Oliver Tate (Craig Roberts), a rampant 15-year-old only child, has two presiding preoccupations, detailed in rapid voiceover throughout Submarine: a broody classmate, Jordana (Yasmin Paige), and the flatlined sex life of his parents (show-stealers Noah Taylor and Sally Hawkins), brought to crisis by the arrival of mom’s glam-guru old flame (Paddy Considine). Richard Ayoade, star of British sitcom The IT Crowd, debuts as a director here, and seems hell-bent on emptying his collected toolbox of stylistic effects in one go. There are “Remember the time . . .” cutaway gags, dream sequences, Raging Bull flashbulbs, and kaleidoscope fireworks.

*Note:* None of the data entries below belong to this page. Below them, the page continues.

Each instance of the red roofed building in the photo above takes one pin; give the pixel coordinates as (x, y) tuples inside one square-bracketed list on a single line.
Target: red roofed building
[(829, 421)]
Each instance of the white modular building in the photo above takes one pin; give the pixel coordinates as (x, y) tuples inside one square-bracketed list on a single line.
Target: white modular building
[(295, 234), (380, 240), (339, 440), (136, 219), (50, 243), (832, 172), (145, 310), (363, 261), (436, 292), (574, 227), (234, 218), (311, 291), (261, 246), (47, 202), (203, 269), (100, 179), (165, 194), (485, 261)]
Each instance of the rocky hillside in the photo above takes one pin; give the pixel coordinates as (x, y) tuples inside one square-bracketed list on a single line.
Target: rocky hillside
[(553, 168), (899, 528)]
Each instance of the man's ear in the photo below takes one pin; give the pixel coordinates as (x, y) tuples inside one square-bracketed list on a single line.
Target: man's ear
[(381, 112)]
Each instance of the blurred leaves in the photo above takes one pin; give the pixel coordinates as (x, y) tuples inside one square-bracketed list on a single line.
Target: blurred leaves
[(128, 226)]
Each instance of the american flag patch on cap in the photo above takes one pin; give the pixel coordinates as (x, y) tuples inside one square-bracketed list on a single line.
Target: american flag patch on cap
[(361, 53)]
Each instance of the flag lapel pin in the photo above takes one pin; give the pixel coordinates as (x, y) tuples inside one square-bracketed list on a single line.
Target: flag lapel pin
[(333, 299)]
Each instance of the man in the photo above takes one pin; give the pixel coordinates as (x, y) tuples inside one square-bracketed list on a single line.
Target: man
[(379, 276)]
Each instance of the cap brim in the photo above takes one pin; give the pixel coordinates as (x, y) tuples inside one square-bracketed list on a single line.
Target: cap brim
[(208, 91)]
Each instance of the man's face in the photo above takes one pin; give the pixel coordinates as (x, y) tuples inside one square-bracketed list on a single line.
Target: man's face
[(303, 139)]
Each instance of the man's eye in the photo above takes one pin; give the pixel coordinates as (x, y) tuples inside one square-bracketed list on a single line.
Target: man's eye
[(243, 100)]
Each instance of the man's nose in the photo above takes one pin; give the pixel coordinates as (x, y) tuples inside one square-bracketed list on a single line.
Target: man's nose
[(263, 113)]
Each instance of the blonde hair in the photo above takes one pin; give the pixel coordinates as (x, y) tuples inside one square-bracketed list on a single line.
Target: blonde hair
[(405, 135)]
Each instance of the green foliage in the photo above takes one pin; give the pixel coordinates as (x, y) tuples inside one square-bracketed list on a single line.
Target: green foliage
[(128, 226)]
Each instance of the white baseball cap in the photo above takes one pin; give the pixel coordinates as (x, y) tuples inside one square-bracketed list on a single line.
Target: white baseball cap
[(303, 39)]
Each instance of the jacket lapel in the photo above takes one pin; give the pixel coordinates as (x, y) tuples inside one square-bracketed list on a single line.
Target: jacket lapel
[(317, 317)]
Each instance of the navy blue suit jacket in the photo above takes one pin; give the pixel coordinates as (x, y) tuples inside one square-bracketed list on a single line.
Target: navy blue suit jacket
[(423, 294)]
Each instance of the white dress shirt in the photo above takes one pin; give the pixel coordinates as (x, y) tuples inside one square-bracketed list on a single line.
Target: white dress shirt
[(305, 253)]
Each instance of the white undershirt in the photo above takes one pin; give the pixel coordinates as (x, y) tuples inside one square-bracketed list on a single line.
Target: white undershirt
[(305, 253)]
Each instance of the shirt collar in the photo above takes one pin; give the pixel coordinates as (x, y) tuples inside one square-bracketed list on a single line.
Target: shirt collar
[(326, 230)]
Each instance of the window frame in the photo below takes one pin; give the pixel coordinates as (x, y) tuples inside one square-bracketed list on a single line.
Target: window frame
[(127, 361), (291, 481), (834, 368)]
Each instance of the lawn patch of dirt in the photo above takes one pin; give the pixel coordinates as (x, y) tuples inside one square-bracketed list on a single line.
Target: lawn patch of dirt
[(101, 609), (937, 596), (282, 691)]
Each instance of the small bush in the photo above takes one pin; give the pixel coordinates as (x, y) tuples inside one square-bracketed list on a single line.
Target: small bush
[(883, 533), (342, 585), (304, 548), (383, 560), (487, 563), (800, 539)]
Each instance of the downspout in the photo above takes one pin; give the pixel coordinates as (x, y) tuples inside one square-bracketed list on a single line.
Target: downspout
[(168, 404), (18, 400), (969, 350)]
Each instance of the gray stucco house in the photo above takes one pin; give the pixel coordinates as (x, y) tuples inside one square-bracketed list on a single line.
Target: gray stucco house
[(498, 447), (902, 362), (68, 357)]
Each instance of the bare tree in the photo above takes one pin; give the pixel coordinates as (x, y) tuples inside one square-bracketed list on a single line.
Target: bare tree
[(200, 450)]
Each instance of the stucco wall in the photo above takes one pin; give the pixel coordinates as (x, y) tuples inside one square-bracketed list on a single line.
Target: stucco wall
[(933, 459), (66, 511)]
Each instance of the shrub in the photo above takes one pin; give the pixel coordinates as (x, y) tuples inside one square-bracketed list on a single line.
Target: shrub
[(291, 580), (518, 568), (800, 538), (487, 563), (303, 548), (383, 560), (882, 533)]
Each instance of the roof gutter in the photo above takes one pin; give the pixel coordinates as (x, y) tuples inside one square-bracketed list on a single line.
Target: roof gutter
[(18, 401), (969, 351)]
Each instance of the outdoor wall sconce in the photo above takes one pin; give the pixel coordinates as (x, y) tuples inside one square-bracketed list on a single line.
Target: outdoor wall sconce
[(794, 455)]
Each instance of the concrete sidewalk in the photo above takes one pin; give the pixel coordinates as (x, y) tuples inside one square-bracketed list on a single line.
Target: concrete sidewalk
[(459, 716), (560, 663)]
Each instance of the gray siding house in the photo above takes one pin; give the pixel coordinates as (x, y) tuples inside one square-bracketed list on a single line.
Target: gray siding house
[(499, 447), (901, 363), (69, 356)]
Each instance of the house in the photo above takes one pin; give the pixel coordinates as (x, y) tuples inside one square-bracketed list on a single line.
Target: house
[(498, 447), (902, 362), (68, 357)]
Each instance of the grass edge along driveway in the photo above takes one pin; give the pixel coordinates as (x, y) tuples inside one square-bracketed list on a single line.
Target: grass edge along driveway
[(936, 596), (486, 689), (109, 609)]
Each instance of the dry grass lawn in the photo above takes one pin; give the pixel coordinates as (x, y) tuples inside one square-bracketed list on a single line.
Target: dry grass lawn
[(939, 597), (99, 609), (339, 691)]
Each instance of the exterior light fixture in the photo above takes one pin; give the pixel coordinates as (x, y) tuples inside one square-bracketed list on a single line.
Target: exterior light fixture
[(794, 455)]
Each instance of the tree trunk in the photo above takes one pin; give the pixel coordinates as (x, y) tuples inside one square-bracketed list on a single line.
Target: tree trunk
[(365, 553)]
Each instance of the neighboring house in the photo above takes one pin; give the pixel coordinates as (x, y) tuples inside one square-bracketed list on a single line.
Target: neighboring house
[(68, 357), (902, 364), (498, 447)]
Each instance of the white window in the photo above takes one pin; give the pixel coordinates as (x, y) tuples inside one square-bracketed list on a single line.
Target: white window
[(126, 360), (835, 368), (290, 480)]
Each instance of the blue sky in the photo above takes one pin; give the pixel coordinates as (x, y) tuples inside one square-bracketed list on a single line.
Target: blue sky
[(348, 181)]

The place is Wales; the time is a mashup of the past 30 years, as Crocodile Dundee and Eric Rohmer movies compete at the local cinema. The allusions don’t stop there: Paige has a Rita Tushingham bob, while Roberts seems cast more for his marshmallow-malleable face than for any ability to convey depths of feeling. Reiterated throughout is the idea of Oliver as self-conscious director of his own young love and heartbreak—he stages his first time having sex with Jordana, plays back their salad days in a Super 8 highlight reel of cavorting in industrial estates, and muses, “I wait ’til the sky catches up with my mood” during one bout of melancholy. And though Submarine isn’t a dull head-movie, amid the bells and whistles, Roberts seems less its star than its cameraman.